One of the more shadowy aspects of domestic violence is that many Connecticut victims, though subject to physical or emotional abuse, feel they cannot break away from their tormentor because an abusive spouse or partner is controlling the purse strings. The Huffington Post recently reported that financial abuse is a feature in 99 percent of abusive relationships, an astonishing figure that means almost every domestic abuse victim will suffer financial torment as well.
Financial oppression can take many forms. Some involve the abuser taking control over the victim’s money. The victim may be left with no way to spend the money, or may spend the money but the victim’s expenses are highly scrutinized by the abuser. The oppressor in the relationship may demand to see all the victim’s receipts. At times the victimizer opts to shut off the cash flow so completely that the victim and even the victim’s children cannot buy food or medicine unless they submit to the oppressor’s demands.
An oppressor could also use the victim’s identity for lavish spending purposes. Financial abusers may open up a credit card account in their partner or spouse’s name and rack up large quantities of debt without getting the permission of the partner.
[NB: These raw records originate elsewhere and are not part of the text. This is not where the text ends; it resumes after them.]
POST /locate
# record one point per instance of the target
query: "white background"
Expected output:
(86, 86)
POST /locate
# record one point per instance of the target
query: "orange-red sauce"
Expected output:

A victim may end up liable for debts that the victim did not personally spend a dime on, which can lead to bad credit, financial ruin and a damaged reputation.
Because so many abuse victims have their money tied up by an oppressive partner, they do not feel they can break away. However, Connecticut offers assistance to abuse victims, including domestic shelters to house victims and their family members. Additionally, the courts can help victims access joint accounts in which the victim owns a stake in the assets, or a personal account that the victim owns but the victim’s abuser may have tapped into through coercising the victim.
This article is intended to educate readers on financial abuse as a component of domestic violence and should not be taken as legal advice.